Так продолжалось долго. Один и тот же вопрос задавался десятки раз десятками различных способов. Это было безумие, но Гибсон изо всех сил старался, чтобы похититель поверил ему. И одновременно ждал, что в любую секунду табурет снова выскочит у него из-под ног. Наконец…
– Я верю тебе, – сказал человек.
Гибсон замер, чувствуя, что совершенно вымотался.
– Спасибо. – Он не знал почему, но почувствовал вдруг такую благодарность, такое успокоение – теперь, когда ему поверили. И ему просто хотелось спать.
Человек кивнул и сложил нож. Затем собрал свои вещи, осматривая все вокруг, чтобы удостовериться, что ничего не забыл. Закончив, возвратился и снова посмотрел на Гибсона.
– Где Сюзанна? – спросил Гибсон.
– Не знаю.
– Зачем ты убил моего отца?
Человек с любопытством посмотрел на него.
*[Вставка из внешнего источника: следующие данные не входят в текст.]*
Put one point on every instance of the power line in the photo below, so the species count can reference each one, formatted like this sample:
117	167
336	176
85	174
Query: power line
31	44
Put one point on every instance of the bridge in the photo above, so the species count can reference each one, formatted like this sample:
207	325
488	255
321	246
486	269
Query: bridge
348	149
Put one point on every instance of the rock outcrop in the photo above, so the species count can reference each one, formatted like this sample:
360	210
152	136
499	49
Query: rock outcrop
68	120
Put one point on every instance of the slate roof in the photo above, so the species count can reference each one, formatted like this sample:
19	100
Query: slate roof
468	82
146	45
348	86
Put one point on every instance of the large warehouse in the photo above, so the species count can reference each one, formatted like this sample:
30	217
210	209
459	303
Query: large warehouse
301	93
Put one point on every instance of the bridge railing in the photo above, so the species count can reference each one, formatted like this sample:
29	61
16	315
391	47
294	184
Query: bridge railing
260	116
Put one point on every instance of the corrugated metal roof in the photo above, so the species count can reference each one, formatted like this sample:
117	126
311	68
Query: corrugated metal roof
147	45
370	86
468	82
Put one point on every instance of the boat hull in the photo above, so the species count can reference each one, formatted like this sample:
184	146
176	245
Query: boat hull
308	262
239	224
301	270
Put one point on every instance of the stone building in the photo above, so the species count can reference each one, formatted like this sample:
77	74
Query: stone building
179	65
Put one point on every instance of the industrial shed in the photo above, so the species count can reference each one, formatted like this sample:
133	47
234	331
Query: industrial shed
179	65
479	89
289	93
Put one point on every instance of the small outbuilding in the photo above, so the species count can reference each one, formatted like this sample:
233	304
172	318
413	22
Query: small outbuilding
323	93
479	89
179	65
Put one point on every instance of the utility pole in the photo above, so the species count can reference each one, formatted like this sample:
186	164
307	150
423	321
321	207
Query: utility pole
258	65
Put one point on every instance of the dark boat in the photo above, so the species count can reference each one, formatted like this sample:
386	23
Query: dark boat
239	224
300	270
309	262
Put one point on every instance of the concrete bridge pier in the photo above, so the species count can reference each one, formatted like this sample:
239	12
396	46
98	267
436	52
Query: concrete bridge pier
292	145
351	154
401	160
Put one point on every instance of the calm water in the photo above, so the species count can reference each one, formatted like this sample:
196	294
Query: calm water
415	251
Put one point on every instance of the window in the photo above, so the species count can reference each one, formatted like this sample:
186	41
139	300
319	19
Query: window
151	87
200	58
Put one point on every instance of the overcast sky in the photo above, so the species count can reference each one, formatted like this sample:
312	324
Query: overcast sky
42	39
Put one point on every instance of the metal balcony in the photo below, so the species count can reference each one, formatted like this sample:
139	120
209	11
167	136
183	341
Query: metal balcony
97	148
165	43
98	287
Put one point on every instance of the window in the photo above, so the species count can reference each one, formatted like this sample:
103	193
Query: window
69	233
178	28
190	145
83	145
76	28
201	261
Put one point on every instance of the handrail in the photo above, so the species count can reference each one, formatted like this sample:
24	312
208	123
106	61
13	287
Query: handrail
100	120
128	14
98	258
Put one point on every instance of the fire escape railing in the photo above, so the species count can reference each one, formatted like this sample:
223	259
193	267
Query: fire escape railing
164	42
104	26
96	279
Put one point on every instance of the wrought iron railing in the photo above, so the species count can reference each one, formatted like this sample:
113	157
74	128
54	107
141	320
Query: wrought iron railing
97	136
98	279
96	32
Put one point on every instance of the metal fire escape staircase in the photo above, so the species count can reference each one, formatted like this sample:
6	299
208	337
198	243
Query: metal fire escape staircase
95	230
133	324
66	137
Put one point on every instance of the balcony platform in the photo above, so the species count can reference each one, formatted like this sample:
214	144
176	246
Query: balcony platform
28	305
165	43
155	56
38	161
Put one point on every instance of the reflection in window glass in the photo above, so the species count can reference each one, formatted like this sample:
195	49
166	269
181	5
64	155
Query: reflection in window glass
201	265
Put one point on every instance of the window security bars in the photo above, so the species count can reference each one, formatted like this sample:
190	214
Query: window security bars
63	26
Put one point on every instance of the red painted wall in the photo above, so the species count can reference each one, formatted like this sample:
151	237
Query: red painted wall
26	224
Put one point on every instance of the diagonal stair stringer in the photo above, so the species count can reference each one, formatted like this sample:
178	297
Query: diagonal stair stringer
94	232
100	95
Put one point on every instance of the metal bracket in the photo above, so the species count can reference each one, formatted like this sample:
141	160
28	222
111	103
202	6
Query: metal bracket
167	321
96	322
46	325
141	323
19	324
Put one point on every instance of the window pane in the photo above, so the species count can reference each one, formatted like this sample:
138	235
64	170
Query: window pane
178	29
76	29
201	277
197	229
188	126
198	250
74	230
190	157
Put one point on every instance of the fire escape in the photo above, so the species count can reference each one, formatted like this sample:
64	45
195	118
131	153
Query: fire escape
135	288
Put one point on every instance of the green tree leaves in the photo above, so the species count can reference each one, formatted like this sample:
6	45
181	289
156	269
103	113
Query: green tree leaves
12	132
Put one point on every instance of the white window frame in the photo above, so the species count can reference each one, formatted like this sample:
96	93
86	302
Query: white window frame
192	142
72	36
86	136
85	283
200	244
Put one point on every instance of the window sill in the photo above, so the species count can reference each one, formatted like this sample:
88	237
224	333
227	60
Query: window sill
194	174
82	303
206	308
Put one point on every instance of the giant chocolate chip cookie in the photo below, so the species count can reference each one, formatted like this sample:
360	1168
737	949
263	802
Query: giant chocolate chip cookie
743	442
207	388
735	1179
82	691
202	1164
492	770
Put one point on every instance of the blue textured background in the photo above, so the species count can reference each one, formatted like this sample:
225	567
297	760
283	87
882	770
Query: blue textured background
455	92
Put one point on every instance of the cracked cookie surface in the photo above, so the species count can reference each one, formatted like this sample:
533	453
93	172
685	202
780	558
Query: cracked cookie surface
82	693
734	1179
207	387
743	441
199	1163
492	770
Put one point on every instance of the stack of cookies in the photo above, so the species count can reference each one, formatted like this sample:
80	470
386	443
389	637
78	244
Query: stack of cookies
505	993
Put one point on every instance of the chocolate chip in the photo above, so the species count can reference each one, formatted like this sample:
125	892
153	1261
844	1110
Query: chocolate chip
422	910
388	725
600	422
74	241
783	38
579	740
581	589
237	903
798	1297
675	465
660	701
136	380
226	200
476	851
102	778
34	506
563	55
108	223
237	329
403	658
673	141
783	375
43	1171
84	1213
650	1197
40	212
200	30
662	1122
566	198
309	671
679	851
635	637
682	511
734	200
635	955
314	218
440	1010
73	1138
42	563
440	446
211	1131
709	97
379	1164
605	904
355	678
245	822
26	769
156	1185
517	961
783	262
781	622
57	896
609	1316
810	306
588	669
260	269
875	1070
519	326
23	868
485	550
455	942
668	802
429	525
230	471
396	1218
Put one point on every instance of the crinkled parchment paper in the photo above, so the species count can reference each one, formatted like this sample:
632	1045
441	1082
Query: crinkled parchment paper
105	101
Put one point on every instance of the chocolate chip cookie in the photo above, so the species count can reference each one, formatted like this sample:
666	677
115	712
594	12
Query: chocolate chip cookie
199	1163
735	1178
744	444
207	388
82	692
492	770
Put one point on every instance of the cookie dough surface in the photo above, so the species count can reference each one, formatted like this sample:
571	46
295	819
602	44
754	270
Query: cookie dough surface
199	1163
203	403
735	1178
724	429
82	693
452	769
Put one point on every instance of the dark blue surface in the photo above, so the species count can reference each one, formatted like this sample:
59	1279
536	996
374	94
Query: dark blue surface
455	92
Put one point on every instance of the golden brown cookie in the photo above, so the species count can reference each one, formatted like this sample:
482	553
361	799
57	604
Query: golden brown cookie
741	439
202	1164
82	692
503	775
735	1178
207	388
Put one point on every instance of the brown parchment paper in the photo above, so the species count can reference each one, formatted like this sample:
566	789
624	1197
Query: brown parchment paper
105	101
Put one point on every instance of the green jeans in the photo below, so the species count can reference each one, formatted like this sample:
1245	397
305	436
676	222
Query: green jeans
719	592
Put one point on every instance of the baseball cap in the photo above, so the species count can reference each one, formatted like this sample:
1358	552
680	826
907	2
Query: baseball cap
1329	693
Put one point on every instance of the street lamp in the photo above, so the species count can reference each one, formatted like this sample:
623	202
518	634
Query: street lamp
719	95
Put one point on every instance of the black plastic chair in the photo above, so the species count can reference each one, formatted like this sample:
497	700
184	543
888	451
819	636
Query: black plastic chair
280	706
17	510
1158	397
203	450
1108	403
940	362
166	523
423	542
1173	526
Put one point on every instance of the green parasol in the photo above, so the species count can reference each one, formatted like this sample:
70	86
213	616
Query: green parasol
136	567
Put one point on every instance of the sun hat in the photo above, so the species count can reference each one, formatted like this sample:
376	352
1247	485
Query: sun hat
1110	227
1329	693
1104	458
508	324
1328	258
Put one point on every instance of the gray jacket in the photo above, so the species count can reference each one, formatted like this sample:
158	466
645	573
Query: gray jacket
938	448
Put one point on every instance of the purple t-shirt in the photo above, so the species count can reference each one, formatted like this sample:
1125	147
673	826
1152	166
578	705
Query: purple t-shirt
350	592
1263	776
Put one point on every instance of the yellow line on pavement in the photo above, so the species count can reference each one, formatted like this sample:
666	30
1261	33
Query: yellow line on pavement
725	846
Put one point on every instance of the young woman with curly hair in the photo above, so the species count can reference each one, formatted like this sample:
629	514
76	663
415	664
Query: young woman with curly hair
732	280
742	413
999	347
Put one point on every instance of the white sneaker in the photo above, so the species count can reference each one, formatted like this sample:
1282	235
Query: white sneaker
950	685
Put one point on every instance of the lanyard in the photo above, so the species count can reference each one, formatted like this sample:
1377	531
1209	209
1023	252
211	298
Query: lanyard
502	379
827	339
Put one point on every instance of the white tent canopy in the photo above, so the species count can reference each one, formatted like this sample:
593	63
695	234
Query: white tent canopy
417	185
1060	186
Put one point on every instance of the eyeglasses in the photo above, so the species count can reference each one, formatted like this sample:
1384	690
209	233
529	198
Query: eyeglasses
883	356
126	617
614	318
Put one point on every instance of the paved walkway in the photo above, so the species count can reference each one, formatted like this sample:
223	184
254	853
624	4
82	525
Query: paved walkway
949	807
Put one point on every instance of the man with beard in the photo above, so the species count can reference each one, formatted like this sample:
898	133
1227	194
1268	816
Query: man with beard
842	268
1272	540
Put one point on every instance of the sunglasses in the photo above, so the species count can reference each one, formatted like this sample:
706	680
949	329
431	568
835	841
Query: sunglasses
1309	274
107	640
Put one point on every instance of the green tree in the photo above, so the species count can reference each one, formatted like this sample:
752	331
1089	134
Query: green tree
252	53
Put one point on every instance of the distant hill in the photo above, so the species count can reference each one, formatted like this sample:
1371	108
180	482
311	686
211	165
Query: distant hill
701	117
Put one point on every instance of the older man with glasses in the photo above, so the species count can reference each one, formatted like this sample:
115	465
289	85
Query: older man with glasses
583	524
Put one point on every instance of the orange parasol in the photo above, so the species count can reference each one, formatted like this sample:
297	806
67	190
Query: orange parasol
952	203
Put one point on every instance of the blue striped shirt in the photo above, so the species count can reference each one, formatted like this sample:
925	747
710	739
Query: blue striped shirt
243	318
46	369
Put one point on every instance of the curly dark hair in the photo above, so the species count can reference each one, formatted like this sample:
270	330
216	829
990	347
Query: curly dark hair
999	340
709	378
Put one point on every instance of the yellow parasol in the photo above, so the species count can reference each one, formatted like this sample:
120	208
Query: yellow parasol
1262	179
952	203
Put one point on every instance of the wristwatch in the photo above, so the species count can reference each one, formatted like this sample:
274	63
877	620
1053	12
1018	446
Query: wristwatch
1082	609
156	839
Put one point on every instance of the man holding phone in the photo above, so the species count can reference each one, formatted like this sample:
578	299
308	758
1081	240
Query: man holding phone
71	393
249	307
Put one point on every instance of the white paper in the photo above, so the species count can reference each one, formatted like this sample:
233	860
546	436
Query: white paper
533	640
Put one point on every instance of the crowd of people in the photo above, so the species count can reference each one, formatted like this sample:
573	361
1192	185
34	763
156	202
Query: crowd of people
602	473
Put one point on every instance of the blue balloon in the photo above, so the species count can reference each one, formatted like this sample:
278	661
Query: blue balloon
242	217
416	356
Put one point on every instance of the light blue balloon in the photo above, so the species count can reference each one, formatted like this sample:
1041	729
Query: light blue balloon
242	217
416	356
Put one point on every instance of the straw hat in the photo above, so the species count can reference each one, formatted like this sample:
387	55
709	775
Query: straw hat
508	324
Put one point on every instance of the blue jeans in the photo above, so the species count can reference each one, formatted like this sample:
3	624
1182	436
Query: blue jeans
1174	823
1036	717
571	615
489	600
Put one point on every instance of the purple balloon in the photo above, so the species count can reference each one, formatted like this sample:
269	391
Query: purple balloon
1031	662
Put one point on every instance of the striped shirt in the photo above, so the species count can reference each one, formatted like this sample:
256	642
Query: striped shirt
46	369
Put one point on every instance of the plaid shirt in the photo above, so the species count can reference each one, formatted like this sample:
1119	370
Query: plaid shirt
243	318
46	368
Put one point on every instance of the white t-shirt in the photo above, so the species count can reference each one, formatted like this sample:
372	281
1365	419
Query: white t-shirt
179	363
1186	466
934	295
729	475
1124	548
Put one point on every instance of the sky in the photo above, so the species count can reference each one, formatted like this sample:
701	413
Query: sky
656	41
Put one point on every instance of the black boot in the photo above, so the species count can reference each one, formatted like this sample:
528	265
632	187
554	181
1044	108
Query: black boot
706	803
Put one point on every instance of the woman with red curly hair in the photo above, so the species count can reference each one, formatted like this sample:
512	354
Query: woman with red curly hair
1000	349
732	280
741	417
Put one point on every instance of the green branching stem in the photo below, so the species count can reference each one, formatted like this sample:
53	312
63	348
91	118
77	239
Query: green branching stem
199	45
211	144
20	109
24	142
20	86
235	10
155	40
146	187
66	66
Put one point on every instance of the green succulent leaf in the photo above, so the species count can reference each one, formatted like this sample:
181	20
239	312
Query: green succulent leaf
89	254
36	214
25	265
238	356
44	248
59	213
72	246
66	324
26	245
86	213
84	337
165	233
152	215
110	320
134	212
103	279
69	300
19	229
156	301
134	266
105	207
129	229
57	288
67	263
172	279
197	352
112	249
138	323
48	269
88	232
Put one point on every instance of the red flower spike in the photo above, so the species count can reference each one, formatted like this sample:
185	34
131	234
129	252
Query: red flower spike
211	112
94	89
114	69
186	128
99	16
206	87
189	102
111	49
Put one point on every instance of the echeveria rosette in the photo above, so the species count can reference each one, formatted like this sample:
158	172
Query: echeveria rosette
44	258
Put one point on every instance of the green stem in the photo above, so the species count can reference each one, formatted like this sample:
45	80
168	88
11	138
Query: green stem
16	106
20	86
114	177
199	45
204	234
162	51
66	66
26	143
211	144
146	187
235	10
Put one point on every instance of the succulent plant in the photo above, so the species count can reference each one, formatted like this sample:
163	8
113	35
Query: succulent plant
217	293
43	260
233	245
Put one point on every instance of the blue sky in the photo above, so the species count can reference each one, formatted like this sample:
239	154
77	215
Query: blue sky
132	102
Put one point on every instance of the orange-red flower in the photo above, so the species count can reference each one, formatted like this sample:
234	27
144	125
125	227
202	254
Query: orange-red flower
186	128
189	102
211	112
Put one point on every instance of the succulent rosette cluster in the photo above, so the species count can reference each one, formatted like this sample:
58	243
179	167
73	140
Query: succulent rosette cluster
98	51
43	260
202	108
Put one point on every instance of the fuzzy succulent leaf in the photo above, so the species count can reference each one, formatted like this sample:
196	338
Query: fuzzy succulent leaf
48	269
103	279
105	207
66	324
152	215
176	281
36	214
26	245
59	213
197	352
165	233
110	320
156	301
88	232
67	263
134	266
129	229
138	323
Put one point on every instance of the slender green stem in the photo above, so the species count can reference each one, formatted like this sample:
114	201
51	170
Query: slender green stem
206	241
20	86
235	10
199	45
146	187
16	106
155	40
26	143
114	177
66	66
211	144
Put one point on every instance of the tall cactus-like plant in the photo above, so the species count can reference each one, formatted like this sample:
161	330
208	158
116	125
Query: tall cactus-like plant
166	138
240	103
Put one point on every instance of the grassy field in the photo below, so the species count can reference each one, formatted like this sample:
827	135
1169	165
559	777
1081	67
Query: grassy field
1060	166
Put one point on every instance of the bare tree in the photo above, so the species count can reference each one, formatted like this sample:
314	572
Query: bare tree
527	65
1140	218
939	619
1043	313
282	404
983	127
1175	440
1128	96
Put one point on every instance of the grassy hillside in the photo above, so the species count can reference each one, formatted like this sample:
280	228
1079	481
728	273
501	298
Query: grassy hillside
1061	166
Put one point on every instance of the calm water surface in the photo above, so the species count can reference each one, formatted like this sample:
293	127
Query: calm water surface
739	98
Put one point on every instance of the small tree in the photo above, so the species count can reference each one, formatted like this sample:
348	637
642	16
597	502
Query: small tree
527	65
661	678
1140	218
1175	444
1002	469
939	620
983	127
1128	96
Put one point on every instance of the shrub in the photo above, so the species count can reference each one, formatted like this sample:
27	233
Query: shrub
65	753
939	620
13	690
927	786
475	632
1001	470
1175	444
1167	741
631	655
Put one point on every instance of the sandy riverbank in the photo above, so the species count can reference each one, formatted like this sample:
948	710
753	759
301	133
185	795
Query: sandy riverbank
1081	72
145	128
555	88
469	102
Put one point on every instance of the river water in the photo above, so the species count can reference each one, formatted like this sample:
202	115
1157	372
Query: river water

– Разве это имеет значение?
– Сюзанна была беременна. Тот ребенок… от моего отца?
– Ты действительно хочешь знать? Это успокоит тебя?
Гибсон не знал.
– Пожалуйста, скажи.
Человек на мгновение задумался. Он сунул руку в карман и вытащил листок бумаги. Потом осторожно развернул его, как будто боясь увидеть то, что там написано.
– Что бы ты там ни увидел, не говори мне и не показывай это на своем лице. Помни о людях наверху.
Гибсон кивнул, и человек повернул к нему развернутый листок. Гибсону понадобилось немало усилий, чтобы сосредоточиться и понять то, что он читает. Запись представляла собой результат теста на отцовство. Он разглядел три колонки: «Сюзанна Ломбард», «Ребенок», «Отец» (предполагаемый). Ниже шли ряды сдвоенных чисел, смысла которых Гибсон не понял. А в самом низу была надпись:
Но именно следующее предложение и все, что из него вытекало, ревом отдалось в его ушах. Перед глазами за одно мгновение пронеслась вся его жизнь. А потом все разом рухнуло. О боже! Бедный Медвежонок…
Сверху донесся треск взламываемой двери и чьи-то тяжелые шаги. Человек моментально сложил листок бумаги и спрятал его. Гибсон перехватил его взгляд. Какую бы маску он ни носил, чтобы не выделяться среди других, но на мгновение она все-таки упала; а под ней скрывалось что-то отталкивающее, отвратительное. Что-то древнее и бесконечно жестокое. То, что, как любят утешать себя люди, давно вымерло, растворилось в прошлом. Но этот человек все это в себе сохранил…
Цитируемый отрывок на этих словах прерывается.